Jin Zhicheng, Chen Li, Zhong Binyan, Zhou Haifeng, Zhu Haidong, Zhou Hai, Song Jingjing, Guo Jinhe, Zhu Xiaoli, Ji Jiansong, Ni Caifang, Teng Gaojun
Center of Interventional Radiology and Vascular Surgery, Department of Radiology, Zhongda Hospital, Medical School, Southeast University, Nanjing 210009, China.
Department of Interventional Radiology, The First Affiliated Hospital of Soochow University, Suzhou, China.
Transl Oncol. 2021 Apr;14(4):101034. doi: 10.1016/j.tranon.2021.101034. Epub 2021 Feb 7.
Due to the high heterogeneity of hepatocellular carcinoma (HCC), patients with non-advanced disease who are unsuitable for initial transarterial chemoembolization (TACE) monotherapy may have the potential to develop extrahepatic spread or vascular invasion. We aimed to develop and independently validate a radiomics-based model for predicting which patients will develop extrahepatic spread or vascular invasion after initial TACE monotherapy (EVIT).
This retrospective study included 256 HCC patients (training set: n = 136; testing set: n = 120) who underwent TACE as initial therapy between April 2007 and June 2018. Clinicoradiological predictors were selected using multivariate logistic regression and a clinicoradiological model was constructed. The radiomic features were extracted from contrast-enhanced computed tomography (CT) images and a radiomics signature was constructed based on a machine learning algorithm. A combined model integrated clinicoradiological predictor and radiomics signature was developed.

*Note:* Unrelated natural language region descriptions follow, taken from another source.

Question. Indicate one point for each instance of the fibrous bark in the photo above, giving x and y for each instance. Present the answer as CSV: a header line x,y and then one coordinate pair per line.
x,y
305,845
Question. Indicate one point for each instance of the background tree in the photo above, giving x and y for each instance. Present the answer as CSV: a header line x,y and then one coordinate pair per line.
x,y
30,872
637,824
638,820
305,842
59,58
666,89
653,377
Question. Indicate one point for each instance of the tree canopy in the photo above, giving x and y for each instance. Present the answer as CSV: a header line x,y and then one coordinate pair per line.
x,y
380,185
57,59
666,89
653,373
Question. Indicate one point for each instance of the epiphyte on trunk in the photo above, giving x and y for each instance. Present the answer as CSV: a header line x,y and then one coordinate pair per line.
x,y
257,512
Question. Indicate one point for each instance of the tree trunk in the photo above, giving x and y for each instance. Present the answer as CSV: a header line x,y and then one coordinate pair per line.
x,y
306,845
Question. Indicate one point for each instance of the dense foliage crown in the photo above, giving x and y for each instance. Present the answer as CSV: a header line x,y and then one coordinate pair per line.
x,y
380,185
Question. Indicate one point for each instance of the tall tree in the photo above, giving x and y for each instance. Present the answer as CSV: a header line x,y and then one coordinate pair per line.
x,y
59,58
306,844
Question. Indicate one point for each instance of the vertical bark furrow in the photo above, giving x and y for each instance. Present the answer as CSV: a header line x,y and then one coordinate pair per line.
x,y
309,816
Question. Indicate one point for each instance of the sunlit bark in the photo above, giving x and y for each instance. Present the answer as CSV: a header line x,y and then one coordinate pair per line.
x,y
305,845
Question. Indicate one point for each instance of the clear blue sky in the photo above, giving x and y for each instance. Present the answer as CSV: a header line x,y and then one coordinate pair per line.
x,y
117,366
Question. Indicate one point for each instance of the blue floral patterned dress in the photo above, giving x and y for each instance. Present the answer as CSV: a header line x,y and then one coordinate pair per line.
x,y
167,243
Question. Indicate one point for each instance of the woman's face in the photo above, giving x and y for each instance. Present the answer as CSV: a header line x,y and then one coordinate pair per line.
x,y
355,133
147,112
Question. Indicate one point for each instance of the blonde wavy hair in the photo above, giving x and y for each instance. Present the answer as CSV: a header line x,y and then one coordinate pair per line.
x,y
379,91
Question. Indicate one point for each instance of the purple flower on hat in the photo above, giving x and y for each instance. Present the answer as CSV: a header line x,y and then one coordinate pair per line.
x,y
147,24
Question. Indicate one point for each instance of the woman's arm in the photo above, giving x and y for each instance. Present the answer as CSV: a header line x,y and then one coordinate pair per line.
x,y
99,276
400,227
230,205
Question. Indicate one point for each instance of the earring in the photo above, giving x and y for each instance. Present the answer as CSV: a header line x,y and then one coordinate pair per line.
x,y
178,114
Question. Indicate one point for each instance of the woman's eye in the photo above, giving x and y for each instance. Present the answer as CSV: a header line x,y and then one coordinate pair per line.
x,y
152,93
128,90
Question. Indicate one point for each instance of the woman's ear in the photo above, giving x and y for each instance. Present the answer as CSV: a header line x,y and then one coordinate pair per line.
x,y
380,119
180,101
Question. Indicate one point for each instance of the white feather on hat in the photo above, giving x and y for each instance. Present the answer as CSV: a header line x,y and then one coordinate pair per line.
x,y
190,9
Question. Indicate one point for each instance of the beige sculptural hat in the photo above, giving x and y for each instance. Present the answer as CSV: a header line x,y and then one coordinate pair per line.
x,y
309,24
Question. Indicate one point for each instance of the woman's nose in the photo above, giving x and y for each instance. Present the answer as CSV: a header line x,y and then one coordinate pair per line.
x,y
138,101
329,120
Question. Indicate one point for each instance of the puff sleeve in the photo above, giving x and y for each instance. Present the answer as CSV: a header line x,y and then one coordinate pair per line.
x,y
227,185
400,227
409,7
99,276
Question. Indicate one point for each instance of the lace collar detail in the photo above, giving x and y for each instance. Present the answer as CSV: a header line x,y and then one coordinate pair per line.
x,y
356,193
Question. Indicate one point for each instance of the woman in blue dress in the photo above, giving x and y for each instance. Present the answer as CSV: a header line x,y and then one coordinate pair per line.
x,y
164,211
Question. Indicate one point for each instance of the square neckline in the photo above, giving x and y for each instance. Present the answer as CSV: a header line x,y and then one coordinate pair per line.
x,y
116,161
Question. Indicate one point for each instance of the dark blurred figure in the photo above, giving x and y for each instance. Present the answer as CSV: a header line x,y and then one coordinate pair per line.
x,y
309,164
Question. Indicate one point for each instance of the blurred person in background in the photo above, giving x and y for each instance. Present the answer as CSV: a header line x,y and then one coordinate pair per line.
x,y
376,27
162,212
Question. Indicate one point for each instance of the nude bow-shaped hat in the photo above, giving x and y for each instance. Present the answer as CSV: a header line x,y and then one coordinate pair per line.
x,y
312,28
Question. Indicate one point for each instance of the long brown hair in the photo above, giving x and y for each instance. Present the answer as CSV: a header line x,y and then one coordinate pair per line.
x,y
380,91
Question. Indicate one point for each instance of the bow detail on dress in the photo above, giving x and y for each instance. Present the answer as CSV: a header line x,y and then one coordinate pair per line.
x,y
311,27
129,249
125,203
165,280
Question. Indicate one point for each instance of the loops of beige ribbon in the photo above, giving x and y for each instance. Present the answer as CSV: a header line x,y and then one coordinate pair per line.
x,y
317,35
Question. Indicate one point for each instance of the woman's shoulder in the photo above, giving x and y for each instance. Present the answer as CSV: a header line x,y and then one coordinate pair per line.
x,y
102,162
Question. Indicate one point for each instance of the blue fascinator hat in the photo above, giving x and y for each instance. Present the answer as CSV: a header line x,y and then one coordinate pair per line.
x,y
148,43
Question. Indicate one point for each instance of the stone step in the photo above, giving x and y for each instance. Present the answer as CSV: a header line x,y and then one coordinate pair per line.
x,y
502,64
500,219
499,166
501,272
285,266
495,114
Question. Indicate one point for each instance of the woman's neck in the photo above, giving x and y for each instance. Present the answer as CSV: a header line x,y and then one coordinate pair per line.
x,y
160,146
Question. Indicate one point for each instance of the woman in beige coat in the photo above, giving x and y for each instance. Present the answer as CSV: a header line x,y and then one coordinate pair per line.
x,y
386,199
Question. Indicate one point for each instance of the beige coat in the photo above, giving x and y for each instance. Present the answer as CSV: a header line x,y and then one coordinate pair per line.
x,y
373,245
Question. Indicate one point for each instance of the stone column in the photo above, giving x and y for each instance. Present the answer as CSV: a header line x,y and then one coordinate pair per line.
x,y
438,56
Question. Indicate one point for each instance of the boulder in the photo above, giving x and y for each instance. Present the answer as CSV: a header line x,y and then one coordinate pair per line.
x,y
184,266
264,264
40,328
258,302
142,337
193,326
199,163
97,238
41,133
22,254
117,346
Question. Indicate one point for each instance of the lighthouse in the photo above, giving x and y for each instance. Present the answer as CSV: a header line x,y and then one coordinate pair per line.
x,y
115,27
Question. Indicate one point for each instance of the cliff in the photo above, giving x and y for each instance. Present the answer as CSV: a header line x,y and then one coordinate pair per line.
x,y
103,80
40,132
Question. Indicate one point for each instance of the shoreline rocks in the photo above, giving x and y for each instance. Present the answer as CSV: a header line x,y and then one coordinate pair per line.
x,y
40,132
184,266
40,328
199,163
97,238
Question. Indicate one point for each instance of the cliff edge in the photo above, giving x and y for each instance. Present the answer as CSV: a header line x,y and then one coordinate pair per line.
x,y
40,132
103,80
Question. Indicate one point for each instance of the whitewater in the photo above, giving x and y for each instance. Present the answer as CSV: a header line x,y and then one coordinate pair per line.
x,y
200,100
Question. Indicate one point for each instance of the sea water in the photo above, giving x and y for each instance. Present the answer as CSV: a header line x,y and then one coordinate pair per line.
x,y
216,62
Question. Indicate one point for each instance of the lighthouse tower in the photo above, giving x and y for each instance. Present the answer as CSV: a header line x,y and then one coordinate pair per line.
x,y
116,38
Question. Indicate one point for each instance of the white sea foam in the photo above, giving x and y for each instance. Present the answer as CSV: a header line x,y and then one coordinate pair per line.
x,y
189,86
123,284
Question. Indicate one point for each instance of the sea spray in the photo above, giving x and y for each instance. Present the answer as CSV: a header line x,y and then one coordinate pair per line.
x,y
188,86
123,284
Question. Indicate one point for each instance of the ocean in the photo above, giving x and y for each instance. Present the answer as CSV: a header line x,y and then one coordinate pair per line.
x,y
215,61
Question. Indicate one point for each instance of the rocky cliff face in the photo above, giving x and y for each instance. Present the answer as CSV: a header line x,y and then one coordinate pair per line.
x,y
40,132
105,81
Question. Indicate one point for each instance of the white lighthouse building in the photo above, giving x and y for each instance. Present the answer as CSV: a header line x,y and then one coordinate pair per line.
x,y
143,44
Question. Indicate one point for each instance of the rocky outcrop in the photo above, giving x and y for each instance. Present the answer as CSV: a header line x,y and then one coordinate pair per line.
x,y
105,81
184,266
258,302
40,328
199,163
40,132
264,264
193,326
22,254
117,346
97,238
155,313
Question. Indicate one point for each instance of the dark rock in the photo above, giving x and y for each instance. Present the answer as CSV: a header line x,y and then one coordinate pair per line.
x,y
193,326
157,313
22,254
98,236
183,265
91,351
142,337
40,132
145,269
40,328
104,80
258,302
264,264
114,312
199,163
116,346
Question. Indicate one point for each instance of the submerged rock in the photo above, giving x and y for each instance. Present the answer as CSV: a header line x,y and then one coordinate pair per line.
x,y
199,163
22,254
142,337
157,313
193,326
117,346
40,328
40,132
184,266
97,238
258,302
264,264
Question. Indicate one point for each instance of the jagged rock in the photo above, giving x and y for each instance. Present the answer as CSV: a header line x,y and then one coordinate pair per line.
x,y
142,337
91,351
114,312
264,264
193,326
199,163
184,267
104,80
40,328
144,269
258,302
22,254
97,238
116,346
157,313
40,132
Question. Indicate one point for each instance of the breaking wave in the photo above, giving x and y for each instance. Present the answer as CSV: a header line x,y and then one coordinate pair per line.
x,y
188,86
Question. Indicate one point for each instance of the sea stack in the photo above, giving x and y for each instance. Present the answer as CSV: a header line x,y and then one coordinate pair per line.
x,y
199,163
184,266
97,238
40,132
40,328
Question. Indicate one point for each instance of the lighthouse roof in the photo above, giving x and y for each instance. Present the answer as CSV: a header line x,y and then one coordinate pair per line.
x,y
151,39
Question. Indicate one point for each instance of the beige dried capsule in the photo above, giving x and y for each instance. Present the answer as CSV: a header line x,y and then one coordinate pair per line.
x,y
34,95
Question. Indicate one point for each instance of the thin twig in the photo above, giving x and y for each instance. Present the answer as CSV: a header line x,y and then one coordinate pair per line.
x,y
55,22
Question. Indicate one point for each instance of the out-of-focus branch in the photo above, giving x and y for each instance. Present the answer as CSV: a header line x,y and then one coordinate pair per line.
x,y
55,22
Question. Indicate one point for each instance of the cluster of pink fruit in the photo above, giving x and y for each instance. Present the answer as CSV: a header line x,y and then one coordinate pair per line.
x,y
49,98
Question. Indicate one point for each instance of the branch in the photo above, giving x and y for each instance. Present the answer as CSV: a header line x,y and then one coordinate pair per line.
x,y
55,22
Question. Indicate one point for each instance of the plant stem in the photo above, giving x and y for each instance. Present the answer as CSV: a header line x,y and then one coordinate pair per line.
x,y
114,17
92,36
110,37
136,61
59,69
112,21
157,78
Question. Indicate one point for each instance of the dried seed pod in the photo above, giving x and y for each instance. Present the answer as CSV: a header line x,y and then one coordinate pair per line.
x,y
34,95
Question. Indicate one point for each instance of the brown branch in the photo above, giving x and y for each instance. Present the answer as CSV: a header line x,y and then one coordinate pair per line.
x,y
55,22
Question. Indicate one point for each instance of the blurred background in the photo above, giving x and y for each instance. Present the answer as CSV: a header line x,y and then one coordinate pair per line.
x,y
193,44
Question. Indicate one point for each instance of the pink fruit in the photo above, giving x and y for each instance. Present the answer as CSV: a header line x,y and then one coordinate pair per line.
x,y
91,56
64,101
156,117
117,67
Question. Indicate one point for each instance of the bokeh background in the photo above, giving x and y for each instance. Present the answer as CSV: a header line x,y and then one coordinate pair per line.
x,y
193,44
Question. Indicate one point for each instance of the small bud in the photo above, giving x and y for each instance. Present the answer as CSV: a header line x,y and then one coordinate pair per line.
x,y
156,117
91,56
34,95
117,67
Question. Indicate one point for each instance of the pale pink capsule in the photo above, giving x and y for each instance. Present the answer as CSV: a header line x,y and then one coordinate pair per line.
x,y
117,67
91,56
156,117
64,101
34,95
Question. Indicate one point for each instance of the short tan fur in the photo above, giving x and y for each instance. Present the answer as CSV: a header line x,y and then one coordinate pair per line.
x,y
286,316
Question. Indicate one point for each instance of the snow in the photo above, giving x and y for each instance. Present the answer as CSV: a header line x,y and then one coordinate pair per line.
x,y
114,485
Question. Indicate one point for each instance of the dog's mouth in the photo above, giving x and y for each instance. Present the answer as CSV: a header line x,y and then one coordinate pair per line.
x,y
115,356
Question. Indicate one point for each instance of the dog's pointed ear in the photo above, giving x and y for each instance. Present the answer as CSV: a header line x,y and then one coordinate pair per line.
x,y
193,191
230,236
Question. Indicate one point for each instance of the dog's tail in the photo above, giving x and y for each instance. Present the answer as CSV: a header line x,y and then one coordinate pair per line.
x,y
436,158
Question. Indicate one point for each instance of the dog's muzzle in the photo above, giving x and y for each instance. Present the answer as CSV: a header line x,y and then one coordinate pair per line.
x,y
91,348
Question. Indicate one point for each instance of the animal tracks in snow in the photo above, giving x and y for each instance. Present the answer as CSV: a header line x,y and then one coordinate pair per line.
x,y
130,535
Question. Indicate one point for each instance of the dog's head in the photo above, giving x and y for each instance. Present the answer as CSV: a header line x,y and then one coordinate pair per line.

The predictive performance of the two models was evaluated and compared based on its discrimination, calibration, and clinical usefulness.
In the training set, 34 (25.0%) patients were confirmed to have EVIT, whereas 26 (21.7%) patients in the testing set had EVIT. When the radiomics signature was added, the combined model showed improved discrimination performance compared to the clinicoradiological model (area under the curves [AUCs] 0.911 vs. 0.772 in the training set; AUCs 0.847 vs. 0.746 in the testing set) and could divide HCC patients into three strata of low, intermediate, or high risk in the two sets. Decision curve analysis demonstrated that the two models were clinically useful, and the combined model provided greater benefits for discriminating patients than the clinicoradiological model.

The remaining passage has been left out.